Çanakkale'nin Yenice ilçesine bağlı Pazarköy beldesinde ikamet eden Köroğlu'nun kız kardeşinin torunu C.B., 2009 yılında kaçırdığı B.G. isimli kız ve onun ağabeyi A.G. ile evine gitti. Bir gece orada kalıp ayrıldılar. Daha sonra yakalanan B.G.'nin yaşının küçük olması ve zorla kaçırıldığını beyan etmesi üzerine dava açıldı. Davada Hacer Köroğlu da küçük yaşta birisini zorla alıkoymak suçundan beş yıl ceza aldı. İki aydır Çanakkale Kapalı Cezaevi'nde bulunan Köroğlu'nun ailesi, bu karara isyan etti. Kendisinin kör ve sağır olduğunu belirterek, evine gelen gideni tanıyacak durumda olmadığını belirttiler. Ahmet Köroğlu, eşinin tansiyon hastası olduğunu, gözlerinin görmediğini ve kulaklarının da işitmediğini, bu yüzden birisini alıkoymasının mümkün olamayacağını söyledi. Eşinin bakıma muhtaç olduğunu da vurgulayarak, "Hanımın kız kardeşinin torunu buraya bir kız getirmiş. Burada bir gece yatmışlar, ertesi gün de kalkıp gitmişler. Kız daha sonra başka oğlanla kaçıyor ve yakalanıyor ve şikayetçi oluyor. 'Nerede kaldın?' denilince, 'Hacer'in evinde kaldım.' demiş. Bizim hanıma beş yıl ceza verdiler. Eşim 78 yaşında; şeker var, tansiyon var, kalp var. Gözleri görmüyor, kulakları duymuyor. Gelen giden olsa da görmüyor, duymuyor. Burada yatıp duruyordu, içeri kim girse haberi olmaz. Cezaevinde durumu kötü. Belki bugün yarın ölür yani. Yürekler acısı. Bir de telefonla görüştürüyorlar iki metre yerde; kulakları duymuyor, bu sefer temelli üzülüyor." şeklinde konuştu.

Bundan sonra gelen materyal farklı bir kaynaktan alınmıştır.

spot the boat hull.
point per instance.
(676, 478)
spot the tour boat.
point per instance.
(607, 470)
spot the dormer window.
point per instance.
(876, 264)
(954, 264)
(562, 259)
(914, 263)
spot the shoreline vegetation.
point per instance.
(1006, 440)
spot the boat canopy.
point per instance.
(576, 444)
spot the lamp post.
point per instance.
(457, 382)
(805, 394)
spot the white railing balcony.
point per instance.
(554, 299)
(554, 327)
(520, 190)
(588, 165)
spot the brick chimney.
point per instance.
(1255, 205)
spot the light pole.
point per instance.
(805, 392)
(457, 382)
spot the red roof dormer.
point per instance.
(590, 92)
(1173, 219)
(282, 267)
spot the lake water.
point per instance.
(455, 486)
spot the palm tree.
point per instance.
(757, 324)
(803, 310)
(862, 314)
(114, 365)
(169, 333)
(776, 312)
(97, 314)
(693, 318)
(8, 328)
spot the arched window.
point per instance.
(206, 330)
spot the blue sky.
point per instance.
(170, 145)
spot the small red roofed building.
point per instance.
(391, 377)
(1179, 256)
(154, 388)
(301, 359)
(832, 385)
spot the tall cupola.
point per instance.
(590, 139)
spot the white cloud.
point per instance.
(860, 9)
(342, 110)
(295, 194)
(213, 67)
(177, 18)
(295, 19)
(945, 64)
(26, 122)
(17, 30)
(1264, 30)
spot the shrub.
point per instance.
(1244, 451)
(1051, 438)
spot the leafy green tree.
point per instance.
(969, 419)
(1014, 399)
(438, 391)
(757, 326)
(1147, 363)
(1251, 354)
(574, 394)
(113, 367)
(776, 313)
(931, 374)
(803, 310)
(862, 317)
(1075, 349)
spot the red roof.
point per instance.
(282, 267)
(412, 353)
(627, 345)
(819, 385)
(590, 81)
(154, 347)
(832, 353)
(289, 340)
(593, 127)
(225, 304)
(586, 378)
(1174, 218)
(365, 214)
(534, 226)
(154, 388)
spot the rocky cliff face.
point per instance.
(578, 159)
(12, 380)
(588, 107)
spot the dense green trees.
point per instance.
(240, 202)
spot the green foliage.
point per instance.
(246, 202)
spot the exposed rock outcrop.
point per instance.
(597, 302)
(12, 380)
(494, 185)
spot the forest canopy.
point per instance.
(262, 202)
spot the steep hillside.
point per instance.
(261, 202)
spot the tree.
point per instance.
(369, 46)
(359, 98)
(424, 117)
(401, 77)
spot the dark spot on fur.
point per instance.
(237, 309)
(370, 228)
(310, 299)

Kızı Zeliha Çakıroğlu da annesinin sağlığının kötü olduğunu belirterek, cezaevinde kendine bakacak durumda olmadığını söyledi: "Annemin zaten burada durumu iyi değildi, hastaydı. Ben bakıyordum, babam bakıyordu. Sürekli hasta oluyordu. Gözleri görmüyor, kulakları duymuyor. Bakıma muhtaç biriydi. Cezaevinde ziyaret ettik, durumu yürekler acısı. Biz ziyarete gidip geldiğimizde hasta oluyoruz. Orada hapistekiler yardımcı oluyorlar; 'Bir an önce buradan kurtarın.' diyorlar. 'Beni buradan çıkarın.' diyor, başka bir şey demiyor. Değnekle yürüyebiliyor. Önünü görmüyor ki nasıl yürüsün?"

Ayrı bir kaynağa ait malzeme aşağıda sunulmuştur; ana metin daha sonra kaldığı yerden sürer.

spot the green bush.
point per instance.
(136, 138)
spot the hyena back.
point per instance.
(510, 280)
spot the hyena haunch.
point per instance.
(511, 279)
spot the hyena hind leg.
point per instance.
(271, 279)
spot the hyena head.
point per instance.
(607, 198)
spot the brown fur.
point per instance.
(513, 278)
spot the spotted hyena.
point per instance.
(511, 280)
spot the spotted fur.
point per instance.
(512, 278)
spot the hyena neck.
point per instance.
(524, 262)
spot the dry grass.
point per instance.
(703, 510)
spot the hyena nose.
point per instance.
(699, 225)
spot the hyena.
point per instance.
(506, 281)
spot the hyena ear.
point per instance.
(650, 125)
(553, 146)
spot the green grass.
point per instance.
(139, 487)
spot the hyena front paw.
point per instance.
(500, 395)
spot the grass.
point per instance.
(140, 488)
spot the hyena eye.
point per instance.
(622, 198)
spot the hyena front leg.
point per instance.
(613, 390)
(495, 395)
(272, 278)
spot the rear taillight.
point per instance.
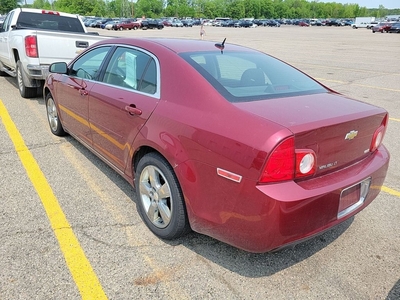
(378, 135)
(287, 163)
(31, 46)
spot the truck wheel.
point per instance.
(52, 117)
(26, 92)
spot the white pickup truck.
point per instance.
(32, 39)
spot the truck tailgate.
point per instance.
(61, 46)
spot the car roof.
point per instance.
(176, 45)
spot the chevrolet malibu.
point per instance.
(221, 139)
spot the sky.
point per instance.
(364, 3)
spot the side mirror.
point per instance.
(60, 68)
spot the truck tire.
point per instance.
(26, 92)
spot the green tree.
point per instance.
(149, 8)
(7, 5)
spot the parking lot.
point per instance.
(359, 259)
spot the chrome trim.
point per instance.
(364, 189)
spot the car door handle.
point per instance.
(132, 110)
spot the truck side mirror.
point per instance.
(59, 67)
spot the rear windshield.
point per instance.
(244, 76)
(49, 22)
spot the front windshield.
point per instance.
(245, 76)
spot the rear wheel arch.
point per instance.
(154, 175)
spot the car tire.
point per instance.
(160, 201)
(25, 92)
(52, 116)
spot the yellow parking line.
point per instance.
(79, 266)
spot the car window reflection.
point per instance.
(132, 69)
(88, 65)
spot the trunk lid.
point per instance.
(338, 129)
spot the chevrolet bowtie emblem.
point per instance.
(351, 135)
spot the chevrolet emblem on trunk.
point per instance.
(351, 135)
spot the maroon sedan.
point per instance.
(381, 27)
(221, 139)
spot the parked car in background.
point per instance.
(31, 39)
(152, 24)
(381, 27)
(221, 139)
(303, 24)
(127, 25)
(176, 23)
(187, 23)
(395, 28)
(244, 24)
(167, 23)
(272, 23)
(110, 25)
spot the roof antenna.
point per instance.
(221, 46)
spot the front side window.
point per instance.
(132, 69)
(244, 76)
(88, 65)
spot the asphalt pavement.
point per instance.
(122, 259)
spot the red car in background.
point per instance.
(381, 27)
(303, 24)
(221, 139)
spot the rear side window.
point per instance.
(88, 65)
(49, 21)
(245, 76)
(132, 69)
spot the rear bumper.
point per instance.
(38, 72)
(266, 217)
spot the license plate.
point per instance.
(353, 197)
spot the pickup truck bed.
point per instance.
(30, 40)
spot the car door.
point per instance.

Oğlu Ramazan Köroğlu, annesinin şartlı tahliye edilmesini istedi. Şimdiye kadar yaptıkları girişimlerden sonuç alamadıklarını, koğuş arkadaşlarının annesinin kendi ihtiyaçlarını karşılayacak durumda olmadığını ileterek çıkarılmasını istediklerini aktardı. Köroğlu, yaşanan olayı ve annesinin durumunu şöyle anlattı: "Annemin kız kardeşinin torunu, yanında bir kız ve kızın ağabeyi eve geliyorlar. 'Biz evlendik.' diye annemin elini öpüyorlar, hal hatır soruyorlar. Ertesi gün gidiyorlar. Sonra duyduk ki kızın yaşı ufak; oğlan, alıkoymaktan mahkemeye verilmiş. Annem zaten gözünden ameliyat oldu, gözleri görmez, kulağı duymaz. Şeker hastası olduğu için, tansiyon hastası olduğu için tanımadığını beyan ettiği halde beş yıl ceza aldı. Şu anda tutuklu, biz de şok içindeyiz. Ayda bir görüşüyoruz. Gittiğimizde oradaki mahkumların yazdığı bir mektup bize ulaştırıldı. Rahatsız olduğu, bakıma muhtaç olduğu, altına yaptığı ve ranzalardan inip çıkamadığı, tuvalete gidemediği belirtiliyor. Annem zaten mahkum olmadan önce de rahatsızdı, gününü evde yatarak geçiriyordu. Tuvalete bir kişinin nezaretinde gidip geliyordu. Orada da yanında kalan mahkumlar götürüp getiriyor. Şartlı tahliye talebinde bulunduk, ondan da bir sonuç çıkmadı."